Data: CME Group; Chart: Axios Visuals
Data: CME Group; Chart: Axios Visuals

Markets have turned downright frisky, as the fear of endless Federal Reserve rate hikes fades.

Driving the news: The S&P 500 posted its third-straight gain of more than 1% on Thursday. The Nasdaq continued its recent romp too, rising 3.3%.

  • So far in 2023, the Nasdaq — which is especially sensitive to falling interest rate expectations — is up a rip-roaring 16.6%.

Zoom in: Facebook’s parent company, Meta, was a massive winner Thursday.

  • Its shares jumped 24.4% after news that it was about to get a favorable ruling in an antitrust suit filed against it by FTC, and its own announcement of better-than-expected earnings and a plan to dump $40 billion into repurchasing stock.
  • Other tech giants surged as well.

Between the lines: As is often the case, the real driver of the stock market is actually the bond market.

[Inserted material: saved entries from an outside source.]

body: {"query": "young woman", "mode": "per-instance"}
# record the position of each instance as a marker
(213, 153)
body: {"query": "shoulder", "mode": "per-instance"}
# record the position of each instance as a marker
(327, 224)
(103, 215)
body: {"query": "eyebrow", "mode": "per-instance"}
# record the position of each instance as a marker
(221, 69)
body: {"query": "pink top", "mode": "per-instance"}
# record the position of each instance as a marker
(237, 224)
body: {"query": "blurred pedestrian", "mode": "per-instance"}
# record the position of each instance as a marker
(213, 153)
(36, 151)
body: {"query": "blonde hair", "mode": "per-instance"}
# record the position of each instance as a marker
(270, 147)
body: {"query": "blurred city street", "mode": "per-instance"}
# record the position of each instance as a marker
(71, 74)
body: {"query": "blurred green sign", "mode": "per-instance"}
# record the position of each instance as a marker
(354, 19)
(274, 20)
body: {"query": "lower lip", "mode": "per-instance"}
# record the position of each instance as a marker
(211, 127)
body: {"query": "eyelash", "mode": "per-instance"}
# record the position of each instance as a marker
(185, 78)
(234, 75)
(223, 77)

  • The Fed’s skimpy quarter-point rate increase on Wednesday, and chair Jerome Powell’s clear acknowledgment of the inflation slowdown, have investors betting that few — if any — hikes for the Fed funds rate are still to come from the central bank.
  • We know this from looking at data from the market for Fed funds futures, where investors speculate and hedge positions using futures contracts on the short-term rate that the Fed raises (or lowers) to slow (or stoke) the economy.

State of play: Data provided by the CME Group, where Fed funds futures trade, show the market-implied odds of the Fed funds rate hitting 5% at the central bank’s May meeting have fallen rapidly in recent months.

  • Context: This is despite official statements by the Fed that it expects to get to 5% this year (the target range is now 4.5%-4.75%).
  • Back in November, before the Consumer Price Index started to show that inflation was slowing sharply, the odds were upward of 70%.

  • Now, the futures market puts odds of the Fed raising the rate to 5% — that would likely be a quarter-point increase at the next two meetings — at basically one in three.

The big picture: Decent Q4 earnings reports, coupled with easier-than-previously-thought Fed policy and better-than-expected gross domestic product numbers, have given the markets a heckuva lift to start the year.

The other side: Not everybody believes this rally is for real. Mike Wilson, an equity strategist at Morgan Stanley, says the upsurge is another head fake and investors are mired in a bear market.

  • “What’s happening now is just another bear market trap, in our view, as investors have been forced once again to abandon their fundamental discipline in fear of falling behind or missing out,” Wilson wrote earlier this week.